While being seen to contribute to international development has a strong association with whether people trust the UK, a relatively low proportion of young people overseas perceived the UK as a leading donor country
There is however a mis-match in that, while being seen to contribute to international development has a strong association with whether people trust the UK, a relatively low proportion of young people overseas perceived the UK as a leading donor country. Only 41% of those asked in the research agreed that the UK contributed its fair share to aiding development in poorer countries, whereas 70% agreed that the UK had world leading universities and research. Of course, given that those surveyed were from relatively well-off countries, it is likely that a more significant impact would be found in those countries benefiting directly from UK aid spending, and further research on this would be welcome. It may also be that it will take time for the recent increase in investment to translate in to reputational benefits.
These findings suggest that the UK does indeed see a significant positive side effect to its overseas aid spending, but that it might see a bigger benefit if more people overseas were more aware of the good work the UK does through its ODA contributions.

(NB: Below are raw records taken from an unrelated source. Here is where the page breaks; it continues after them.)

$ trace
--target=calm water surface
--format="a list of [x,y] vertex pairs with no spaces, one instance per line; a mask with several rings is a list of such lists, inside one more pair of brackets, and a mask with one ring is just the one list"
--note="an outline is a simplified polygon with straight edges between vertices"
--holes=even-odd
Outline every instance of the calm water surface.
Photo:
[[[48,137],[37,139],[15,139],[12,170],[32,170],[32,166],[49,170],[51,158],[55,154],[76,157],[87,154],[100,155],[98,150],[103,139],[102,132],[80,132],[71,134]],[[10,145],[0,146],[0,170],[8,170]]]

The vast majority of the increase in global living standards is the result of the benefits of international trade, the spread of market models of economic development, the stability brought about by the rules-based international order, and the progress of science in all of which the UK has played a strong part
Moving beyond the question of official development assistance, it is worth considering other drivers of the progress seen in the last few decades towards increasing standards of living in poorer countries. Extreme poverty around the world (defined as people living on less than $1.90 / day) has halved in the last 20 years. Although some of this is the result of well-targeted aid spending, the vast majority of the increase in global living standards is the result of the benefits of international trade, the spread of market models of economic development after the Cold War (particularly in Asia), the stability brought about by the rules-based international order, and the progress of science and research from eradicating diseases to the internet, in all of which the UK has played a strong part. When many voices are challenging that order, and when the UK is looking to re-invent itself as a ‘Global Britain’ after Brexit, the UK’s soft power as a result of its international development engagement should arguably be seen in this broader context.
The admittedly limited knowledge that we have does seem to suggest that the UK aid budget does bring benefits for the UK as well as its recipients. And if the UK treads carefully it may be able to increase those positive side effects as well as enhancing the good that it does in the poorest parts of the world.